Each MRBC is authorized four DSB systems, each consisting of
an M1975 launch vehicle and a modular bridge that can span gaps up to 40 meters.
A crew of eight soldiers can transport the entire system and deploy a 40-meter
bridge in 90 minutes or less. Bridge loads are modular and palletized onto
seven flatracks that are transported via organic Common Bridge Transporters (CBT)
and Palletized Load System (PLS) trailers. Soldiers can also construct two
shorter bridges, up to 22 and 28 meters long respectively, from each DSB system.
The M18 DSB system is composed of two subsystems, the M1975
launcher vehicle and the M19 DSB. The M1975 uses a hydraulically operated
launch system integrated onto a standard PLS chassis and a set of launch beams
that is carried as a separate palletized load. A launch beam is
cantilevered over the gap that supports the bridge as it is built and projected
across the gap. The labor required to emplace and remove the bridge is
significantly reduced by the use of an integrated, materiel-handling crane, as
well as by the ability of CBTs to maneuver the palletized bridge loads around
the construction site easily.
The M19 DSB is a modular, all-aluminum bridge. Although
some of the components seem similar in design to the MGB, the number of
components has been drastically reduced and the bridge is a new design. A
40-meter bridge consists of 2 ramp modules, 5 parallel modules, 2 end beams, 20
approach ramps, and 24 bridge pins. Each module has curbs and drivers’
aids integrated into it, and modules fold up onto themselves for transportation.
The bridge has a 4.3-meter roadway and supports Military Load Class (MLC) 80T
(tracked)/110W (wheeled). The bridge is also fielded with a new anchorage system
for longer-term use. To further reduce labor requirements, the anchorage
system features an onboard pneumatic hammer, which is powered via standard
connections to the launcher vehicle or organic CBTs.
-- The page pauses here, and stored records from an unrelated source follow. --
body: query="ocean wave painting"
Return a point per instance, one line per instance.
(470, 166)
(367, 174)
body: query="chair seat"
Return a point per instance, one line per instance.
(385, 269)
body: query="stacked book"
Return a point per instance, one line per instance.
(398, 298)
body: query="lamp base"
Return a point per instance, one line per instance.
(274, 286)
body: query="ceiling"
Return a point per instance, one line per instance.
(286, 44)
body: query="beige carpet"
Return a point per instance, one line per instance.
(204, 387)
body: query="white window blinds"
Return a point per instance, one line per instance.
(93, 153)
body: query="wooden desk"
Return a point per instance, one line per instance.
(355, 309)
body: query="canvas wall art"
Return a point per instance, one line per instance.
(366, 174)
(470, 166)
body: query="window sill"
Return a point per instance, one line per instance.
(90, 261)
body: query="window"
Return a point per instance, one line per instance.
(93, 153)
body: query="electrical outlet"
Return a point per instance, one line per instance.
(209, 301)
The DSB program transitioned into full-rate production in May
2003 and attained full materiel release in June 2003. The Program Manager
for Bridging fielded four DSB systems to the 74th Multirole Bridge Company in
February 2003 just before its deployment to Southwest Asia, and the system
successfully supported operations there.
--- This data is from the April-June 2004 issue of Engineer,
by Lieutenant Colonel Andrew DiMarco. Content modified by Don Busack.
Dry Support Bridge Specifics
1 DSB System consists of:
vehicle + launch beams on LVT
Load V1 - 2 parallel modules + T1 - Approach ramps/ramp module
Load V2 - 2 parallel modules + T2 - 1 Parallel Module
Load V3 - 2 ramp modules + T3 - Approach ramps
Crew of 8
All trailer and M1977 loads are palletized loads, the
launch vehicle (M1975) is mounted on a PLS chassis, but is not removable.